Curators Hans Ulrich Obrist of London’s Serpentine Gallery and Klaus Biesenbach of New York’s Museum of Modern Art brought “11 Rooms” to the Manchester International Festival in 2011, “12 Rooms” to Essen the following year, and now come another year, another room. Last week, as part of the 27th Kaldor Public Art Project, “13 Rooms” opened at Sydney’s historic Pier 2/3.
Installed in 13 specially created rooms, and recruiting over 100 performers, the show includes works by Marina Abramovic, Allora & Calzadilla, John Baldessari, Simon Fujiwara, Damien Hirst, Joan Jonas, Xavier Le Roy, Laura Lima, Roman Ondák, Tino Sehgal, Santiago Sierra, Xu Zhen and local Australian duo, Clark Beaumont. The cast of acclaimed international artists creates what the curators are calling “living sculptures.”
Director of the Kaldor Public Art Projects John Kaldor said at the opening, “Living sculpture . . . amounts to a new way of looking at art.” His memory, however, proves short. As early as 1973, Kaldor himself brought the concept to the city with the artists Gilbert & George, the eponymous, spray-painted duo who stood for hours on a table in the Art Gallery of New South Wales while singing to the depression-era music hall song, “Underneath the Arches.” But everything that is old is new again, and art is no exception. Living sculpture seems to be enjoying a renaissance in Sydney.

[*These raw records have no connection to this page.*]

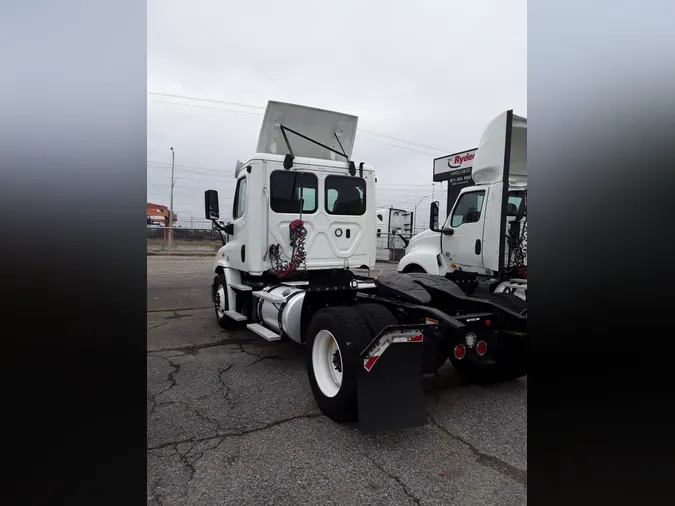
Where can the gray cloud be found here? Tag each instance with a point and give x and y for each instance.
(430, 72)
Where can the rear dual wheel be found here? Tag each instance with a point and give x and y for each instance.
(335, 338)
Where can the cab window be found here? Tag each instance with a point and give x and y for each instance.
(345, 195)
(468, 209)
(239, 199)
(288, 187)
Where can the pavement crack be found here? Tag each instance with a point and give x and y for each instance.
(221, 436)
(157, 326)
(499, 465)
(177, 309)
(403, 486)
(226, 388)
(171, 378)
(190, 349)
(265, 357)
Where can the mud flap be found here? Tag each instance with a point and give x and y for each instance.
(389, 388)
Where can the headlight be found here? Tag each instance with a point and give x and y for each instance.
(470, 340)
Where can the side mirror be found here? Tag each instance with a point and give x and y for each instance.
(433, 216)
(211, 211)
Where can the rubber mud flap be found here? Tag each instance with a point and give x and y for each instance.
(391, 396)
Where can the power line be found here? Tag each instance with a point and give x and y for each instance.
(238, 104)
(199, 99)
(206, 107)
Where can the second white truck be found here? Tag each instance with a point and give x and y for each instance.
(482, 245)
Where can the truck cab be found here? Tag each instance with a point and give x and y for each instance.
(484, 233)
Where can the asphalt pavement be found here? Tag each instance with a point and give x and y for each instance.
(231, 420)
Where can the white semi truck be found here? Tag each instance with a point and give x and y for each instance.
(482, 246)
(304, 218)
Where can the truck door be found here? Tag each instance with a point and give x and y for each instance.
(235, 249)
(465, 246)
(501, 157)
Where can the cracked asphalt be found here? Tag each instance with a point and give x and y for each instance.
(231, 420)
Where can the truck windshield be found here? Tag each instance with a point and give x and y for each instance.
(516, 199)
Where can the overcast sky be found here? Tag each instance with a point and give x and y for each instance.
(428, 72)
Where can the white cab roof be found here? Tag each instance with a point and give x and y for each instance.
(318, 124)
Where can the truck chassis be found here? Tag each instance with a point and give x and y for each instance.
(354, 329)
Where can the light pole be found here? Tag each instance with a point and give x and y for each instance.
(173, 181)
(415, 214)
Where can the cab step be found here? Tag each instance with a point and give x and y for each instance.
(263, 332)
(240, 287)
(238, 317)
(275, 299)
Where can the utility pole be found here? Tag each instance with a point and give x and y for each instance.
(415, 213)
(173, 181)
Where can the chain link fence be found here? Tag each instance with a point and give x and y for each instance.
(187, 260)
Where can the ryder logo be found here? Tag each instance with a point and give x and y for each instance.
(457, 161)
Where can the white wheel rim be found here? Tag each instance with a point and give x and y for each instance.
(220, 305)
(324, 351)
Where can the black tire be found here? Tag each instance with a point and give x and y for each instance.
(225, 321)
(509, 300)
(378, 317)
(352, 335)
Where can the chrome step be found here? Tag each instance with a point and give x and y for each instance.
(295, 283)
(241, 288)
(270, 297)
(263, 332)
(238, 317)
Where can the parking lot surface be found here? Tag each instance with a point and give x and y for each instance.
(231, 420)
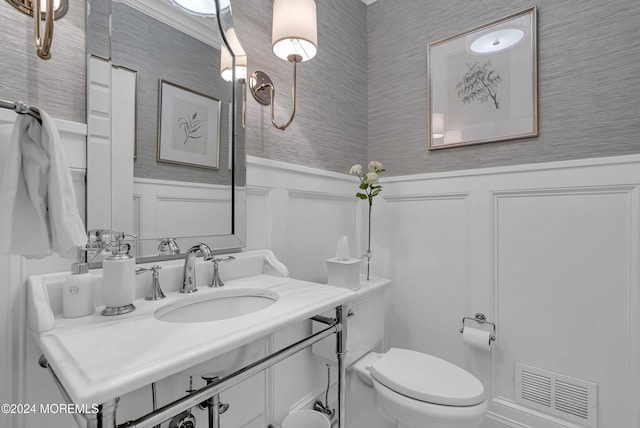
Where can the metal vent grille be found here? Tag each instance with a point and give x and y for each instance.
(573, 399)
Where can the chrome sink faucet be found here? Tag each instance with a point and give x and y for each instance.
(189, 281)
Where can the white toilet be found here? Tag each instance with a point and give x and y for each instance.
(416, 390)
(412, 389)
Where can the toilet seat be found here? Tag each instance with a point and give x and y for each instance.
(427, 378)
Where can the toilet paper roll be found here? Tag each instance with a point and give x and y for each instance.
(476, 338)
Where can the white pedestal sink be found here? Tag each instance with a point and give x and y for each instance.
(223, 304)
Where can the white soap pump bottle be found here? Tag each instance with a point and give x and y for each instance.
(119, 280)
(77, 290)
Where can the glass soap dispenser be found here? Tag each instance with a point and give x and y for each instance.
(77, 290)
(119, 280)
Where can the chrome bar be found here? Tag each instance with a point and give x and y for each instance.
(341, 353)
(324, 320)
(165, 413)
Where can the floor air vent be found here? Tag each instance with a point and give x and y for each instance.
(569, 398)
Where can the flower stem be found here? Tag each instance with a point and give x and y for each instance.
(369, 240)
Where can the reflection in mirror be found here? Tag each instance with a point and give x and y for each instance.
(166, 145)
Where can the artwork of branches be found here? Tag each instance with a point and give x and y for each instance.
(479, 83)
(190, 125)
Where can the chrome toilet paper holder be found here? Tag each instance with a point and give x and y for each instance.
(481, 319)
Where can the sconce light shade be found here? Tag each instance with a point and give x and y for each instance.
(226, 61)
(294, 34)
(201, 7)
(497, 40)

In the 13 rooms, some works are profoundly moving, some participatory, some hilarious and others eye-popping displays of endurance. Here is a tour of the show . . .
Obrist and Biesenbach are indeed their own double act, Obrist self-deprecatingly calling the team Ping and Pong. With their antics, one could be forgiven for thinking that they were one of the performances.
The most disturbing piece in the show is Santiago Sierra’s Veterans of the Wars of Afghanistan, Timor Leste, Iraq and Vietnam Facing the Corner (2013), in which individual veterans of these wars stand with their backs to the audience, as if transfixed by the glaring white space.
While Sierra’s work leaves the viewer staring at the futility of war, Roman Ondák’s, Swap (2011) provides comic relief. Here, visitors barter with a chatty and charismatic performer with whatever objects they happen to have in their pockets. Pens are swapped for packets of mints, cheap necklaces for cards blessed by Buddhist monks.
Clark Beaumont, the Brisbane-based duo plucked from obscurity, are the only Australian artists in the show. In Coexisting (2013) the young women perch for eight hours every day on a small plinth barely large enough for one. Unfortunately, the work falls flat, as their constant personal interchange lacks any emotional engagement or sense of endurance. Fresh out of art school and found via YouTube by the co-curator’s assistant, the artists seem like ducklings learning to swim among a pool of Olympians. One wonders if they can survive further iterations of this project.
International artists were not present in Sydney, except for French choreographer Xavier Le Roy, who spoke enthusiastically about his room, Untitled (2012). Le Roy’s work is often funny and always entertaining, but here is exhibited in a space so dark that one’s eyes can hardly distinguish what is being silently played out. Are those two bald men embracing on the floor or two bald women one of whom perhaps is, or is not, wearing a fat suit? Maybe this was Le Roy’s private joke.
The breathtaking beauty of Abramovic’s Luminosity (1997) placed the work head and shoulders above anything else here. The nude woman who balances against a wall, appearing like a pinned, displayed butterfly, demonstrates how art—whether described as performance, installation or, as here, “living sculpture”—must strive to achieve a level of excellence and intensity if it is to be more than mere entertainment.
At times “13 Rooms” does indeed come perilously close to being mere entertainment, with each room more spectacular then the next—think Xu Zhen’s In Just a Blink of an Eye (2005) or Revolving Door (2011) by Allora & Calzadilla, which will undoubtedly be the hit of the show.
Ping and Pong, meanwhile, share no such concerns. “Think of ‘13 Rooms’ as a classical sculpture gallery,” Biesenbach said, “except that at 7 o’clock the sculptures get to pack up and go home. It will last forever.”
See “13 Rooms” at Pier 2/3, Hickson Road, Walsh Bay, Sydney. Open daily, 11 am – 7 pm, until April 21.